7. PASTE A SCATTER PLOT BELOW:
8. Perform the regression analysis using PHSTAT and PASTE THE PRINTOUT BELOW:
9. Interpreting the regression output.
PLEASE NOTE: You must give answers that are specific to this regression model. For example, do not say that the regression equation is: ; that is the generic regression equation. You need to write the equation that expresses the relationship between RUNS SCORED, and WINS. Be equally specific in your other answers.
i. State the regression equation: ____________________________________
ii. Explain the exact meaning of the slope of the regression equation:
iii. Explain the exact meaning of the y-intercept of the regression equation:
iv. State the standard error of the estimate, and explain its exact meaning:
v. State the coefficient of determination, and explain its exact meaning:
Predict the number of wins for a team that scores 670 runs (round off to the nearest integer). _______________
10. Using the Excel printout from Question 8, test the null hypothesis that there is no linear relationship between X and Y. Test at alpha = 0.05 significance level.
i. State the null hypothesis: _______________________
ii. State the alternate hypothesis: ___________________
iii. Test result and reason for test result __________________
iv. Assume that the null hypothesis is true. What is the probability of obtaining a test statistic equal to or more extreme than the one shown in the regression output?
11.
(a) PASTE RESIDUAL PLOT BELOW:
(b) From the residual plot, do you think that the two regression assumptions listed below are satisfied? Give the reason for your conclusion.
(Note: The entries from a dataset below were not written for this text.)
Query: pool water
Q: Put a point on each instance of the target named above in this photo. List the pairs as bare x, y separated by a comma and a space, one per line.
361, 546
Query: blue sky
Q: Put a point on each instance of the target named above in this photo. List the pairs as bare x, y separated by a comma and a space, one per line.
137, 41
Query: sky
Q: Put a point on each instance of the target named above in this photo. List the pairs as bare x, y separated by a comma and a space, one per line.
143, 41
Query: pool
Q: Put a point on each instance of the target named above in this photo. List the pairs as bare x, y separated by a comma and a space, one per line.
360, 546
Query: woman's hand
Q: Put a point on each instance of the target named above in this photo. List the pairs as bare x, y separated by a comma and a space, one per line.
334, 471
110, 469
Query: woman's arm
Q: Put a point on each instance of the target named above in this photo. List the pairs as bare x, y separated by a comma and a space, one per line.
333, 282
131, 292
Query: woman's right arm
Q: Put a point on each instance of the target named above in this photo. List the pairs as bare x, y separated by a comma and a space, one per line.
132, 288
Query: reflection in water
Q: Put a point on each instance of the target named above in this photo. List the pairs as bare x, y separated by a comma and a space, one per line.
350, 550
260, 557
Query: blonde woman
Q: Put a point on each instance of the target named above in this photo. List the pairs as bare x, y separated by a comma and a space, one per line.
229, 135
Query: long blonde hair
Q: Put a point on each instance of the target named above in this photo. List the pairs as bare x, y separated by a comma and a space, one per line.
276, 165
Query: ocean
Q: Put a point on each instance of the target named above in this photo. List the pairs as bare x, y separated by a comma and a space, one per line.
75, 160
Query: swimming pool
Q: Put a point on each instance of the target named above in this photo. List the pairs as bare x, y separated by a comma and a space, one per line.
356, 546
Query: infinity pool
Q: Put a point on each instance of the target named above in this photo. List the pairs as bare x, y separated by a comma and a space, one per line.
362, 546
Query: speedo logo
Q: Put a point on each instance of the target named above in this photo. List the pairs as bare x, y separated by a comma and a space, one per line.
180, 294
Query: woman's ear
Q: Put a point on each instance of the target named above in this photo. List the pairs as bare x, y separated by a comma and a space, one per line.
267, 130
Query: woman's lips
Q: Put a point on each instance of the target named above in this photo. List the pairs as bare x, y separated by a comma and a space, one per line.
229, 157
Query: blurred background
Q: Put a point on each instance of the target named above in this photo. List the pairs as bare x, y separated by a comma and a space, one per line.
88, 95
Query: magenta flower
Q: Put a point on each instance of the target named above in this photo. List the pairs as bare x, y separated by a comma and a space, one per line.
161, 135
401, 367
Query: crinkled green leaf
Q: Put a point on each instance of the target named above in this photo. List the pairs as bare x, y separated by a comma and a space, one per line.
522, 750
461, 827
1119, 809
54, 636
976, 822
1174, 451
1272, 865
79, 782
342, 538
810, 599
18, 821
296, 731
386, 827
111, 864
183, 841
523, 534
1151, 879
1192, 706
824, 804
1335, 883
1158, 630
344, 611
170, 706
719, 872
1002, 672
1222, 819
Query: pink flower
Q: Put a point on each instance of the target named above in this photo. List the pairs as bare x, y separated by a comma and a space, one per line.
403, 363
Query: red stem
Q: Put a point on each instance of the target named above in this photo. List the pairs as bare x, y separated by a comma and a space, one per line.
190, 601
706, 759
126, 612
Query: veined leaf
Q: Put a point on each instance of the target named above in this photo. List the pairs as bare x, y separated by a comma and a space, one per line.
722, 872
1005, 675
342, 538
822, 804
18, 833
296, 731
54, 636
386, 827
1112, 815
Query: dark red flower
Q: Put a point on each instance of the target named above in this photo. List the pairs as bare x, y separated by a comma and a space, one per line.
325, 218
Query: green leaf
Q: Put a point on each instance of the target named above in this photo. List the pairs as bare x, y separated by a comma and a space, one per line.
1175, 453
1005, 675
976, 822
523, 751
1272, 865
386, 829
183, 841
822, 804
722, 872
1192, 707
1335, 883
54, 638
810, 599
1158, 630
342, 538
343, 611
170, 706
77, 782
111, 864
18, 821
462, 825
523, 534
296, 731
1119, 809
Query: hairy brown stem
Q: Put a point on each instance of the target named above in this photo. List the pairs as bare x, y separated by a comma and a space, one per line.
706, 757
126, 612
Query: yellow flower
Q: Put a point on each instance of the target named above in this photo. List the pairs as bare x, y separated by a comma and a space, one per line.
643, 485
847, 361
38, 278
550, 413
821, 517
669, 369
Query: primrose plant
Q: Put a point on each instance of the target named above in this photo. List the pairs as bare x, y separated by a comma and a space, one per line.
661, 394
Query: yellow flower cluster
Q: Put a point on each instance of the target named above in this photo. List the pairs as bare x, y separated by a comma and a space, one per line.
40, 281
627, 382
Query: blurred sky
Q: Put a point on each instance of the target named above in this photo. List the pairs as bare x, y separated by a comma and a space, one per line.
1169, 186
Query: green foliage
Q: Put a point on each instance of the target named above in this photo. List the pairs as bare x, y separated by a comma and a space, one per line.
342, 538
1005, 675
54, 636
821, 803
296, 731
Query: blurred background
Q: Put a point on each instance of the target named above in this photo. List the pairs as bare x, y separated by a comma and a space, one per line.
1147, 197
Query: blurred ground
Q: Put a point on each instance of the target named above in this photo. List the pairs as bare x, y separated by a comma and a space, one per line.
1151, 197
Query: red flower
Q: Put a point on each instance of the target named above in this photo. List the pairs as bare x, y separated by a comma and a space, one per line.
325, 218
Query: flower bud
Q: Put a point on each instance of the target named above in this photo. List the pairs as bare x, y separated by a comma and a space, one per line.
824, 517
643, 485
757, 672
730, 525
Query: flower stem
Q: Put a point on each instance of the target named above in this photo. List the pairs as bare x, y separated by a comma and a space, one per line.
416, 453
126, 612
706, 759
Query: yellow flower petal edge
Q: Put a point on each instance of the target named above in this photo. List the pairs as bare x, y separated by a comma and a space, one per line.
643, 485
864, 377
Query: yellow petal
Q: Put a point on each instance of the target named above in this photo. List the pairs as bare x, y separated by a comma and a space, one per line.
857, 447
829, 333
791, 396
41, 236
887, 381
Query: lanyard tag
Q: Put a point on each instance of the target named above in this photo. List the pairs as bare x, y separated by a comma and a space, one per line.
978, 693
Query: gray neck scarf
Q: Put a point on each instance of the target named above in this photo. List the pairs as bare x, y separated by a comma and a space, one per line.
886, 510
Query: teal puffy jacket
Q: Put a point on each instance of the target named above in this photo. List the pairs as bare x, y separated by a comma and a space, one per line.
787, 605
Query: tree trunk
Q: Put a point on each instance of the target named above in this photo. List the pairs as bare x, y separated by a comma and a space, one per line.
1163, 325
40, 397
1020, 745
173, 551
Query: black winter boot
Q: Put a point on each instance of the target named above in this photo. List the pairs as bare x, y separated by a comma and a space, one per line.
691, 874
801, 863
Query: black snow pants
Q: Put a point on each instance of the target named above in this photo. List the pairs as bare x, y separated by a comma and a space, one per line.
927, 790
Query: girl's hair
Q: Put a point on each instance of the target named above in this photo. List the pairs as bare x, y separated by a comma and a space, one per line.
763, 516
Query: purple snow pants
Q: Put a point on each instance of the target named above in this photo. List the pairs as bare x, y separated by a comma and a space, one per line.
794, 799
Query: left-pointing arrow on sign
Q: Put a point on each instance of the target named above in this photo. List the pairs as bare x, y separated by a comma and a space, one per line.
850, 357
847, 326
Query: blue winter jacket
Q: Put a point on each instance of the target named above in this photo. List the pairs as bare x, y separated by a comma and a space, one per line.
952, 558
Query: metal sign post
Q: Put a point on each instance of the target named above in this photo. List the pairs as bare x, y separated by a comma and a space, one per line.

Linearity: ___________________________________
Reason: ____________________________________
Equal Variance: ______________________________
Reason: ____________________________________
12.
(a) PASTE A NORMAL PROBABILITY PLOT OF RESIDUALS BELOW:
(b) From the normal probability plot, do you think the normality assumption for regression is satisfied? Give the reason for your conclusion.
13. Determine 95% confidence and prediction intervals for X = 670.
PASTE PHSTAT OUTPUT BELOW:
14. Typically, the first assessment of how well a regression model predicts is based on R square (the coefficient of determination). The higher the R square, the more of the variation in observed Y-values is explained by the variation in observed X-values.
Suppose you want to find out if there's a model that is a better predictor of wins than runs scored. You ask your staff to come up with alternate models. It turns out that when the X variable is the number of gallons of beer sold during a game, wins are predicted with an R Square of 0.7750.
Would you stop using the runs scored/wins model and use the beer sold/wins model instead? Why or why not?